This article provides an example that shows how to create and register a DaCS user error handler.
DaCS provides support for registration of user-created error handlers, which are called under certain error conditions. The error handlers can be called for synchronous or asynchronous errors.
In SDK 3.0, any synchronous error reported to the error handlers can cause the process to abort. This happens when DaCS has detected a fatal error from which it cannot recover. Asynchronous errors include child failures (from the host process) and termination requests from a parent (from the accelerator process). Abnormal child termination can cause the parent to abort after calling all registered error handlers.

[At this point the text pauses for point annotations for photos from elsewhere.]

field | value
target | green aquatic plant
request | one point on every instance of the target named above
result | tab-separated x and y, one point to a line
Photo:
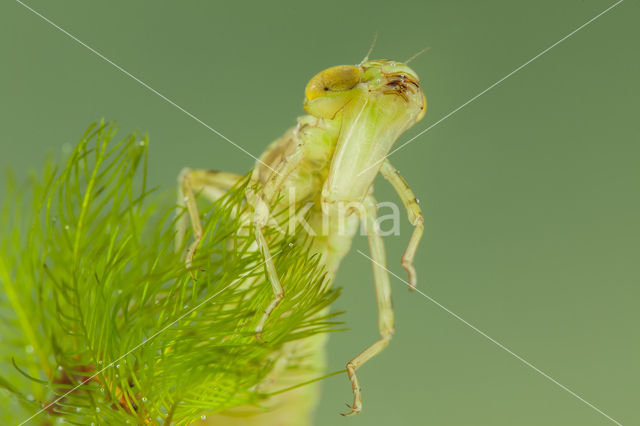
101	320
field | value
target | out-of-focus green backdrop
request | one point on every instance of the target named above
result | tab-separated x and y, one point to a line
530	192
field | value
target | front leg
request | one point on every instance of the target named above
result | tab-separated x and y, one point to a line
260	199
383	296
415	217
213	185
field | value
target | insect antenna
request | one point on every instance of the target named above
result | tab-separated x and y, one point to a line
416	55
373	43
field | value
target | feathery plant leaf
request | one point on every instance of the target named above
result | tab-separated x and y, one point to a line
101	321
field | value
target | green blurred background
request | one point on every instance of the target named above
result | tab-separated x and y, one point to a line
530	192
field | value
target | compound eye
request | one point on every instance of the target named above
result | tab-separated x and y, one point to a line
335	79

A normal child exit with a non-zero status can be reported asynchronously to the error handlers, but the process does not abort. This enables the parent process to determine whether the non-zero exit represents an error condition.

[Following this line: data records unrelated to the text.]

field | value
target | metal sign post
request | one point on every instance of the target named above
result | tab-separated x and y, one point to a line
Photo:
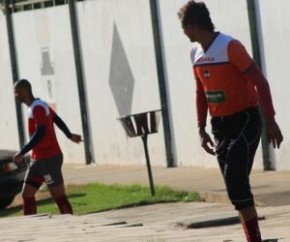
142	124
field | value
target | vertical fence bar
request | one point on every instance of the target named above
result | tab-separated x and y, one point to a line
257	56
162	85
80	81
14	68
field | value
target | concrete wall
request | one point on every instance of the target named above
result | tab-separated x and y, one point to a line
275	39
120	73
121	77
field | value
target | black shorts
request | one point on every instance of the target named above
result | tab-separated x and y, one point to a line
46	170
236	139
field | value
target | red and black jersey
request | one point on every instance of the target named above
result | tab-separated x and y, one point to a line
222	87
40	114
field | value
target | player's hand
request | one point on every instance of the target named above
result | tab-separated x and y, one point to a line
17	158
206	142
273	133
76	138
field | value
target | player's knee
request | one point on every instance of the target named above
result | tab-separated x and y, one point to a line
240	196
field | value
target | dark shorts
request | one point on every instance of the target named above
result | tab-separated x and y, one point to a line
46	170
236	139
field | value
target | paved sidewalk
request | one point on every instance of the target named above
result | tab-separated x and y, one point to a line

When it is called, a user error handler is passed an error object
that describes the error, which can be inspected using services provided. The
error object contains the DE and PID of the failing process. These can be
used to call dacs_de_test() to reap its status
and so allow another process to be started on that DE.
The DaCS library uses the SIGTERM signal to
handle asynchronous errors and termination requests. A dedicated error
handling thread is created in
dacs_runtime_init() for this purpose.
Applications using the DaCS library should not create any application
threads before calling dacs_runtime_init(). No
application thread should unmask this signal.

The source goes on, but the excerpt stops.